あの頃、オランダ=ベルギーと英国はとても近かった――ルネサンス王道の
知られざる鍵盤曲集の謎を探る。2種の鍵盤をそなえた銘器を弾きこなしは、滋味たっぷり!
Ricercarレーベルからの最新リリースは、知られざる英国ルネサンスのヴァージナル作品集に真正面から挑んだ好感度120%のチェンバロ・アルバム! 古楽奏者には通奏低音という大仕事があるため、とんでもなくウマいのに滅多にソロをやらない名手というのが結構いますが、ベルギー古楽界の大立者ギィ・パンソンもそんなチェンバロ奏者のひとり。古くはリチェルカール・コンソートの重要メンバーとして、その後は新世代奏者と共演を重ねながら、すばらしくたおやかなチェンバロ扱いを聴かせてきた彼が、満を持して!というにふさわしいタイミングでとりあげるのは、1599年、エリザベス朝まっさかりのロンドンで筆写されたヴァージナル(小型卓型チェンバロ)のための楽譜帳。

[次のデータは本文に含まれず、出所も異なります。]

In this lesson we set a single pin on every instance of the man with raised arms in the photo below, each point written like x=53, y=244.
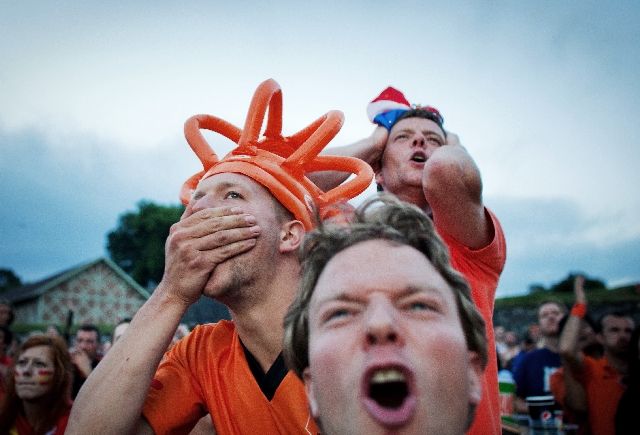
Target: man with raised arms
x=420, y=162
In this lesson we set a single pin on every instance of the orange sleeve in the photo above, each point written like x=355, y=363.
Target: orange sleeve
x=174, y=403
x=558, y=388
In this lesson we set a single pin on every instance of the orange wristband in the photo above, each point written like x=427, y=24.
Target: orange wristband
x=579, y=309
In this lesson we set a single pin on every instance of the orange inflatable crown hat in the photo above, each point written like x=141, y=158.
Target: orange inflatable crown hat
x=276, y=162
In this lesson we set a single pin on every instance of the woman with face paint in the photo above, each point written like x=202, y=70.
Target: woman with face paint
x=38, y=399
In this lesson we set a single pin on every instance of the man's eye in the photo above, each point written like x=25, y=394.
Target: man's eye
x=337, y=314
x=232, y=195
x=418, y=306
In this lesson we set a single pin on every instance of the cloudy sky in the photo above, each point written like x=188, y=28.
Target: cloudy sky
x=544, y=95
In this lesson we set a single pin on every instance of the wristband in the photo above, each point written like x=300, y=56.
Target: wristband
x=579, y=310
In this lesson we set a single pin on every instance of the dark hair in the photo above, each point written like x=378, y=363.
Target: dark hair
x=397, y=222
x=59, y=398
x=90, y=327
x=614, y=313
x=11, y=313
x=8, y=335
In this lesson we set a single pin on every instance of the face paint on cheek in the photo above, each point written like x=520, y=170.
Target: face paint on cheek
x=44, y=376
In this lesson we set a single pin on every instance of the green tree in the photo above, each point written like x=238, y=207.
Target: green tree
x=137, y=243
x=8, y=279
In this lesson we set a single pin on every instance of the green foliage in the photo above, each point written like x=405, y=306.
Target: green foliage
x=596, y=297
x=137, y=243
x=8, y=280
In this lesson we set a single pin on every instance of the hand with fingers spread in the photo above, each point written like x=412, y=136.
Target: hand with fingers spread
x=578, y=289
x=199, y=242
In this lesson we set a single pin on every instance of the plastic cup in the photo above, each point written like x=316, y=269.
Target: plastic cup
x=541, y=411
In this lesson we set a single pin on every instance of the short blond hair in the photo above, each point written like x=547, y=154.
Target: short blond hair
x=382, y=217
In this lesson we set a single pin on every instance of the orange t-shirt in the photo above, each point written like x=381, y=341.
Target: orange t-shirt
x=207, y=372
x=482, y=268
x=603, y=387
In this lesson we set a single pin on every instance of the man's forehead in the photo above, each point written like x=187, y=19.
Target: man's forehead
x=612, y=319
x=549, y=307
x=400, y=267
x=226, y=178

今は大英博物館の所有になるこの曲集、シュザンヌ・ファン・ソルトというベルギーからの亡命者の娘が所有していたもののようで、各作品の作曲者は殆ど示されていないものの、バッサーノやファン・エイクなどネーデルラントで活躍した作曲家たちの名が時折見られるところから、当時のオランダ=ベルギーで作曲された作品ばかりを収録しているようですが――その、濃やかな音楽の美ときたら!まさに磨き抜かれた珠玉のルネサンス小品といった感じで、変奏曲あり、舞曲あり、ビシッと鳴ってホワンと消えるヴァージナルの妙音で奏でられる響きは、筆舌につくしがたく。いくつかのトラックではリコーダーも参加、パンソンの解釈は同郷者ならではの共感にあふれ…といっても強ち間違いではないと思います。丁寧至極、静けさのなかに息づく叙情…!
このアルバムのもうひとつのポイントは、ヴァージナルの中に高音用の鍵盤がもうひとつ入った「親子ヴァージナル」を弾いている点。二つの鍵盤の弾き分けが、これまた結構、キます。